Well, I moved from Columbus to Cincinnati, and the best Derm was down the street from the sem, so something seemed to be looking up. But the same pattern repeated itself. A new drug would work for a while, but then the side effects got worse or the symptoms seemed to grow more resilliant.

So, we took another step up: Thalidomide. Yep, one of the drugs that helped lead the charge for the pro-death abortion movement. I hated being on it for that reason, but it was working. The lessions had cleared up, I could go outside and do things without too much worry. Sure, it was a pain having to take survey's every month, "Yes, I have abstained from sexual contact in the last month." But then, the side effects raised their ugly head. I noticed one day that I couldn't feel my toes, and then larger parts of my feet. My legs started cramping up badly. All possible side effects of nerve damage. WHAT!!! GET ME OFF OF THIS POISON!!!

Back to square one. Ok, not really, we had already eliminated squares one through 27. I think there are only a few left! I'm now on Humira Epi Pen where I get to inject myself every other week. It could be worse, I supposed.

Now, the lessons. I went through all the different stages: anger, denial, hiding, anger again. I thought: "Listen, God, I'm trying to do what you want me to do, why not heal me of this cause it would make it a lot easier for me!!!" That Quid pro Quo argument that I mentioned in my Sunday homily, know it well.

After several years, I finally started talking to my spiritual director about it. How to either accept it, or let it be a part of me. (I hate the "It's God's Will" arguement, let Him go 'Will' someone else!)

I think the biggest lesson that I take from this is humility. It is so tempting when I look in a mirror that I just see the outside manifestation of a disease that I have. I often don't look at my face, just my nose. I forget to look at the person below. Not in an egotistical sense, more like I get focused on the external and forget to stay focused where I need to be: God.

After now about ten years of having a diagnosis, I would say at least fifteen of actually having the disease, I am starting to get to some type of acceptance.
Could God cure me tonight? Yep.
Do I still pray for a cure? Yep

But I also recognize that it is out of my hands. I take my medicine, I use stronger sunblock than I can buy in the states, I always have a hat (or three) with me. But, God will have to do this. Apparently, something in my heart still needs to be broken before He will fix this.

Anyway, I do not type this out asking for prayers for healing. God'll do it when He wants to. I rather ask that you pray for those who face much, much worse situations and do not have the friends and support and have to walk a difficult journey alone.

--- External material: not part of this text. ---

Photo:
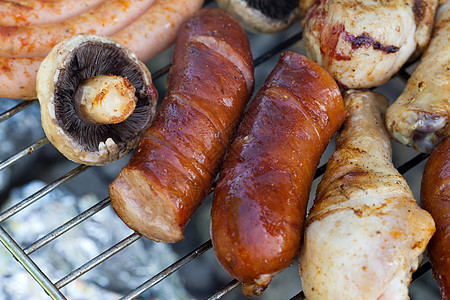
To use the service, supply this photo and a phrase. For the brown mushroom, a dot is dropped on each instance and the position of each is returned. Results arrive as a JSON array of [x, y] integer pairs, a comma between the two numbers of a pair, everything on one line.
[[96, 98], [263, 16]]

The temptation when you face something like this is to think that I am going it alone. Especially in the Christian context, that is never the case. When one hurts, we all hurt; when one rejoices, we all rejoice


Che' Lovell said...

A consolation in this (maybe) is that you share this affliction with Flannery O'Connor. She was also a plain-spoken Catholic.

Father Schnippel said...

Yes, I do know, and have read a bit of her writings.

She, however, had the more serious internal manifestion of Lupus, which is the same that my mother deals with. (although mom's is mainly in remission.)

The internal manifestation has a ratio of 80% female, vs. 20% male ratio.

The external form that I deal with is more like 2 to 1 female to male ratio.

Rich Leonardi said...

Start with The Habit of Being, a collection of her letters, many of which deal with Catholic themes. I've not read all of them, but the ones I have are excellent.

Thanks for sharing this struggle, Father. You'll continue to be in our prayers.